Fa sul serio Renzi? Ci riuscirà a portare avanti le Riforme di cui, da anni, sono pieni i programmi dei partiti, i discordi di fine anno del Presidente della Repubblica e quelli di insediamento dei Presidenti del Consiglio?
Naturalmente in questo momento nessuno può dirlo. Gli interlocutori di Renzi non hanno mai brillato per affidabilità, tutt'altro. Ci sono però un paio di considerazioni da fare. La prima: i tempi della legge elettorale sono talmente brevi che se qualcuno ha intenzione di bluffare non tarderà a scoprirsi. La seconda: fatta la legge elettorale, le riforme costituiranno l'assicurazione sulla vita del Governo. Da quel momento in poi, infatti, l'argomento che le nuove elezioni non garantiranno un governo non potrà più essere utilizzato. Al primo intoppo, quindi, si tornerebbe alle urne.

6.7.11

Il PD, la Casta e le Province semprevive


Come si affretta a spiegare il fonatissimo deputato PD Andrea Sarubbi sul suo blog il partito di Bersani si è astenuto sulla proposta di legge costituzionale dell'IDV che mirava ad abolire le Province. Già, le Province. Quegli enti il cui costo qualcuno ha calcolato in 14 miliardi di euro l'anno.
Sarubbi (appena uscito dal parrucchiere), Bersani, Franceschini hanno spiegato la loro proposta seria. Proposta che, lo sanno benissimo i capintesta del PD, non ha nessuna possibilità di essere approvata. Ieri, invece, i numeri per approvare la proposta dell'IDV c'erano. Si badi, questo non avrebbe significato approvare la legge, che avrebbe dovuto continuare il suo iter (aggravato, per giunta, come prevede l'art. 138 della Costituzione). Sarebbe stata, però, una bella presa di posizione. Una base sulla quale imbastire anche un discorso parlamentare diverso. Invece no. Hanno votato per il mantenimento dello status quo. Che significa mantenimento della Casta. Proprio nel giorno in cui il Censis ci svela che quasi la metà dei giovani che attualmente hanno un lavoro percepiranno una pensione inferiore ai 1000 euro.
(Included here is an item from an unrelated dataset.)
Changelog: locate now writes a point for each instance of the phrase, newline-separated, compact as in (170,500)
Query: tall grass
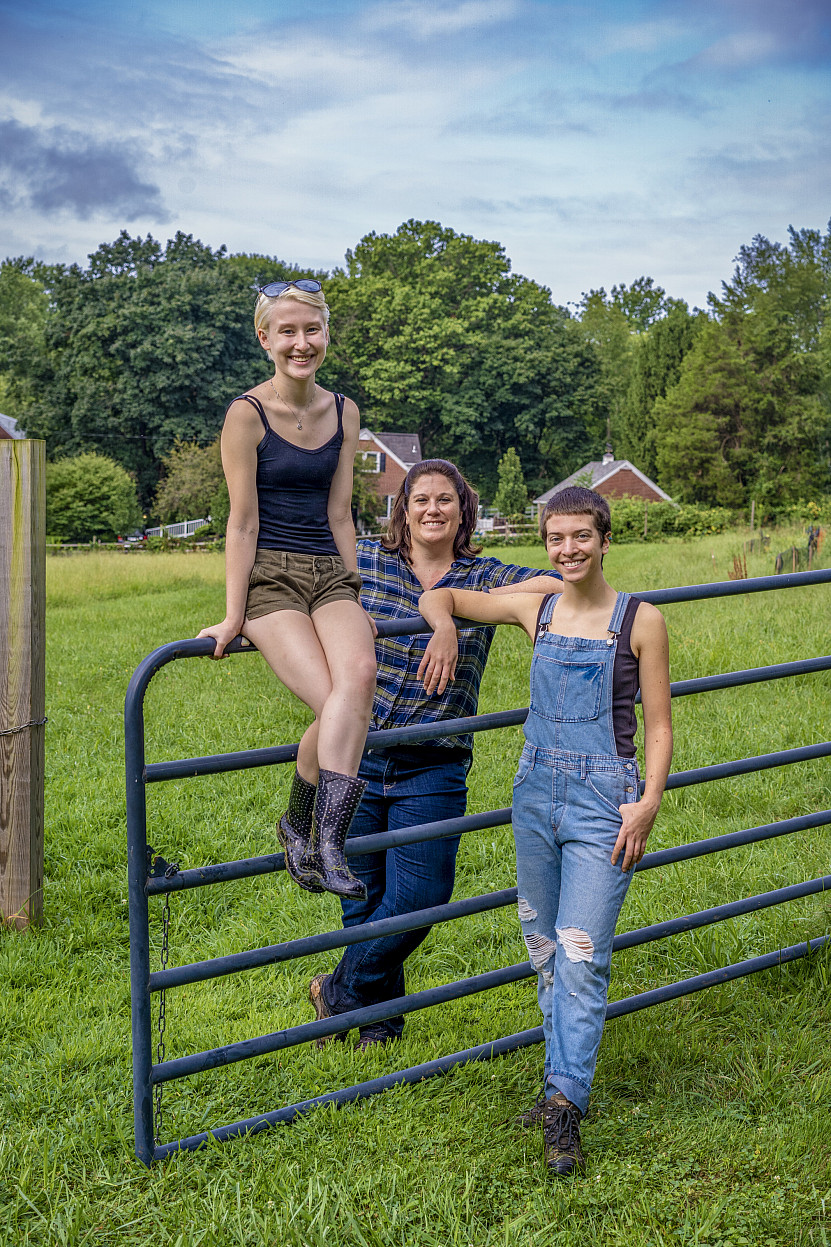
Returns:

E la differenza che c'è tra i 1000 euro che percepiranno tra 40 anni gli attuali ragazzi italiani e gli emolumenti che percepiscono ora i 4.207 amministratori provinciali (ovvero i 107 presidenti, i 107 vice, gli 863 assessori, i 107 presidenti dei consigli ed i 3.023 consiglieri, per un costo di 119 milioni di euro annui) assomiglia sempre di più alla distanza che esiste tra quello che vogliono gli elettori e quello che è in grado di dare il PD. Il vento cambia, ma la sensazione è sempre più quella che, anziché alzare le minigonne, alzerà un bel po' di sederi dagli scranni del Parlamento, visto che siamo sempre di più quelli che non ne vogliono più sapere di votare PD.